Lo único que falta para completar el plan de HERA, y esa es también la razón de que vaya a viajar hacia el asteroide tanto tiempo después de la visita de NASA, es que falta por completar la asignación de fondos. Los científicos confían en que la misión, de unos 250 millones de euros, sean definitivamente aprobada y financiada en la reunión ministerial de países ESA que se celebrará en noviembre en Sevilla.
TRES DEFENSAS
Entre tanto, Küppers detalla que hay tres métodos defensivos tomados en consideración, para el caso de detectar un objeto en rumbo de colisión contar la Tierra. El objetivo que se plantea, en cualquier caso, es desviar el asteroide. No destruirlo produciendo múltiples fragmentos, cuyas trayectorias y puntos de impacto serían impredecibles.
El primer método sería el impacto, para desviarlo, transmitiendo la energía cinética de una nave lanzada contra el objeto estelar. «Necesitaríamos saberlo con un par de años de antelación, para aplicarlo contra objetos de 100 metros a un kilómetro», especifica.
El segundo método es el tractor, consiste en posar un cohete sobre el objeto y usar su motor para empujarlo. Puede sonar todavía demasiado fantástico. Con la tecnología actual, Küpper estima que «sólo funcionaria con asteroides de hasta 200 metros y necesitaríamos saberlo unos 100 años antes». El empuje produciría un movimiento de cambio de rumbo muy lento.

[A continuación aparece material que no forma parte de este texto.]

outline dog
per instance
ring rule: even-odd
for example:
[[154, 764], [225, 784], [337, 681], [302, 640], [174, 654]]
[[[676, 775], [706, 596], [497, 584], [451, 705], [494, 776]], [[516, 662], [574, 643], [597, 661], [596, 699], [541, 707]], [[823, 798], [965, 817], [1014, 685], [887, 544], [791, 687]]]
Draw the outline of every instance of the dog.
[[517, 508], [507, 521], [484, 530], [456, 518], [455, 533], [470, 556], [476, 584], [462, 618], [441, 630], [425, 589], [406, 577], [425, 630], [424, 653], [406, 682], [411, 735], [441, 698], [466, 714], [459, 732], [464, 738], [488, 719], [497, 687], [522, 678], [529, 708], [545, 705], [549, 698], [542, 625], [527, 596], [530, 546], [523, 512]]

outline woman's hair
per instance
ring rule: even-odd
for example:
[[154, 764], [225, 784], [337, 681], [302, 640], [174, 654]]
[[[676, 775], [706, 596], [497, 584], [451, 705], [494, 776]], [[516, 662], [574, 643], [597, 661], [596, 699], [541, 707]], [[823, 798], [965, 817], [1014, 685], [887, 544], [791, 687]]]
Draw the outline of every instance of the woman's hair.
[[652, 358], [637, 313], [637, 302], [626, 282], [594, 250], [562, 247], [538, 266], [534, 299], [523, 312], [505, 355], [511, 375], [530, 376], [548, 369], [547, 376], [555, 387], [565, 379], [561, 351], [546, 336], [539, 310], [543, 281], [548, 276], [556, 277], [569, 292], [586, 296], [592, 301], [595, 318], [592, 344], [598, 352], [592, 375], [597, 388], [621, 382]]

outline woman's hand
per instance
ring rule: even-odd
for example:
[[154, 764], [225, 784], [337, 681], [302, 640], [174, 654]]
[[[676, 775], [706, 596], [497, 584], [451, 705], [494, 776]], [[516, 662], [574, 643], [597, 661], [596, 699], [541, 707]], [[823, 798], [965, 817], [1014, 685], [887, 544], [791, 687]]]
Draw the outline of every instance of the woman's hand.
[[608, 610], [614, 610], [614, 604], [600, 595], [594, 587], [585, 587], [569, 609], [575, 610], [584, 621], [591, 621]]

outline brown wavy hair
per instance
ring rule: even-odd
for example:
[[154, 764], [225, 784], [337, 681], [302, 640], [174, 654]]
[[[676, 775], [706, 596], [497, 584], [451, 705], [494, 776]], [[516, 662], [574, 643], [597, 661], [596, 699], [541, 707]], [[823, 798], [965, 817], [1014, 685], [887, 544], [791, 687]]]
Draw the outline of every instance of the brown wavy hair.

El tercer método es el más radical y también suena todavía bastante improbable: provocar una explosión nuclear en el asteroide que altere su trayectoria. «Con uno grande, sólo tendríamos el recurso nuclear», sentencia el experto, pero concediendo con fatalidad que, ante uno de 10 kilómetros «no podríamos hacer nada».
El mayor riesgo de estas características sería, probablemente, «un cometa procedente de la Nube de Oort». Pero «no hay que tener miedo, la probabilidad de que ocurra es muy baja», concluyen los expertos.